Protein-surfactant interaction: sodium dodecyl sulfate-induced unfolding of ribonuclease A.

Protein-surfactant interaction is widely studied to understand stability and structural changes in proteins. In this Article, we have investigated SDS-induced unfolding of RNase A using absorbance, intrinsic fluorescence of the protein, anisotropy, TNS fluorescence, and near- and far-UV circular dichroism.
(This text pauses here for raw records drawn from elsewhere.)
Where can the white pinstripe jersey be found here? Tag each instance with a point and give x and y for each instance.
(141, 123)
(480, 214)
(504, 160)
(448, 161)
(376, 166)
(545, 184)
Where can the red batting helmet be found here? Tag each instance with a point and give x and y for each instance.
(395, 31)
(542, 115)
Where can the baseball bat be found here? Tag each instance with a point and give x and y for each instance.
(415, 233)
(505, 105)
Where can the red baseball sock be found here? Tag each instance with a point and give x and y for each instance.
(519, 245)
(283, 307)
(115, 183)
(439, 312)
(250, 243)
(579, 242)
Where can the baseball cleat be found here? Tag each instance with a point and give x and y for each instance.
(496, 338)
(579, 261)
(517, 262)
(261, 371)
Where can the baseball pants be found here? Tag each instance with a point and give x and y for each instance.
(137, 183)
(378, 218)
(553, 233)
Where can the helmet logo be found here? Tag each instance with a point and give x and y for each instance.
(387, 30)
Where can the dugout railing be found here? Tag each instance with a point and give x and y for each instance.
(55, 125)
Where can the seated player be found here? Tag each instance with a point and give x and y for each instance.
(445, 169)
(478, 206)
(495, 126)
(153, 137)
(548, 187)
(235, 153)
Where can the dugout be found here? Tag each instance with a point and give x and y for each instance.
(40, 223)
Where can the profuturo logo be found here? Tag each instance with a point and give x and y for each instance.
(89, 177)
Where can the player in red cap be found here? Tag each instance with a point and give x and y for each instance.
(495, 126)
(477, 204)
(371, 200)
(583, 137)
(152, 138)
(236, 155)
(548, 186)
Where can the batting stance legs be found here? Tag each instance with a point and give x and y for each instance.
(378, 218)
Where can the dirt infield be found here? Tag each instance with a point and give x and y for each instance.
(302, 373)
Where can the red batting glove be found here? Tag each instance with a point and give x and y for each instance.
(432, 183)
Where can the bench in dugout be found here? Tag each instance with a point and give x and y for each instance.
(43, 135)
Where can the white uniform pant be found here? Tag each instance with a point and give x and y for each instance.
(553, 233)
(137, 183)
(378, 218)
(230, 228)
Unfolding titration curves obtained from the absorbance and fluorescence changes were fitted into a five-state protein unfolding model by assuming formation of three intermediate states. Free energy changes and m-values of all four transitions between the native and unfolded state were evaluated. The transitions are categorized into two different regions. Region I, up to 0.5 mM of SDS, involves ionic interaction between the protein and SDS where the secondary and tertiary structure of the protein is altered to a less extent. In region II, hydrophobic interaction dominates and has two distinct transitions. The first transition arises from the aggregation of surfactant molecules around the protein hydrophobic sites. In the following transition, the micelles probably expand more, and a few more hydrophobic sites are occupied by the surfactant. In this region, the tertiary contacts are completely broken, and almost 50% of the secondary structure is lost. The aggregation of SDS around the protein starts well below the CMC. These conformational changes can be explained by the necklace and beads model, and the free energy of formation of such a complex for the RNase A-SDS system is found to be 5.2 (±1.0) kcal mol(-1). The probable interaction sites and the mechanism of unfolding have been discussed in detail.